Dal rifugio siamo scesi per circa 200 m in direzione della parte finale del lago per poi risalire la morena terminale ed entrare nel grande ghiacciaio del Sabbione, a nord dell’Arbola. Calzati i ramponi ci siamo legati in cordate di quattro elementi nominativamente già predisposte dal responsabile dell’escursione.
Bella neve, ancora compatta e agevole. Tutto il tratto di ghiacciaio fino ai piedi dell’Arbola si alza più o meno gradualmente, mai troppo ripido e mai troppo faticoso e, con l’innevamento di quest’inverno, al momento in totale assenza di crepacci. Ad una sosta, ancora nella parte facile del ghiacciaio, non è mancata l’indispensabile “revisione” attrezzatura di Tino. Una cordata dopo l’altra ci siamo portati alla fine del ghiacciaio sotto la punta vera e propria per attaccare la parte più ripida della montagna. Alle 10 circa la prima cordata è arrivata in vetta ed a seguire tutte le altre, l’ultima verso le 10.30.
Complimenti vicendevoli e foto di rito agli amici e al paesaggio circostante. Il panorama dalla vetta è superbo, almeno quello che siamo riusciti a vedere: ad ovest la Binntal, verso nord-ovest l’Hohsandhorn o Punta Sabbione, il Corno Blinnen; lontana la piramide del Finsteraarhorn ed una miriade di altre vette. A nord-est, a destra del Lago del Sabbione, il Corno di Ban e le altre Punte di Ban che separano il vallone del Sabbione da quello di Nefelgiù. Verso est Vannino e verso sud Devero tutto coperto di nubi.
Ogni tanto qualche nuvola spinta dal vento arrivava a lambire anche noi.
Alle 11, dopo esserci riempiti gli occhi di vette e di panorami e lo stomaco con qualcosa di più concreto, prima che la neve si sfaldasse, a malincuore, abbiamo iniziato la discesa. Raggiunto il ghiacciaio sottostante, il cielo sopra di noi a tratti si velava, senza però portarsi al brutto. Alle 12.15 – 12.30 raggiungevamo la parte bassa del ghiacciaio a quota 2600 m dove ci siamo slegati, tolti ramponi e attrezzatura ed atteso gli ultimi in coda.

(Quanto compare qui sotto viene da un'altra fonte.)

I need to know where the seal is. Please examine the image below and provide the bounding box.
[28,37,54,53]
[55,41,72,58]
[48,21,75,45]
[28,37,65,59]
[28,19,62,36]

Riorganizzata l’intera comitiva, gambe in spalla, siamo ripartiti per Morasco, altri 800 m di dislivello più un po’ di su e giù, costeggiando il Lago del Sabbione dal ghiacciaio alla diga e prendendoci per alcuni minuti alcune gocce di pioggia rinfrescanti. Dalla diga siamo scesi nel vallone, chi su sentiero, chi divertendosi scivolando sui nevai: quasi tutta la parte centrale del vallone era ancora ricoperta di neve. Quindi la conclusiva ripida discesa sopra il Lago di Morasco, ancora qualche foto ai fiori stupendi che dipingevano i prati, una sosta al bar di Riale a fianco strada per dissetarci e per un’ultima festosa chiacchierata in compagnia e via, verso casa un gruppo dopo l’altro, con l’Arbola nel cuore.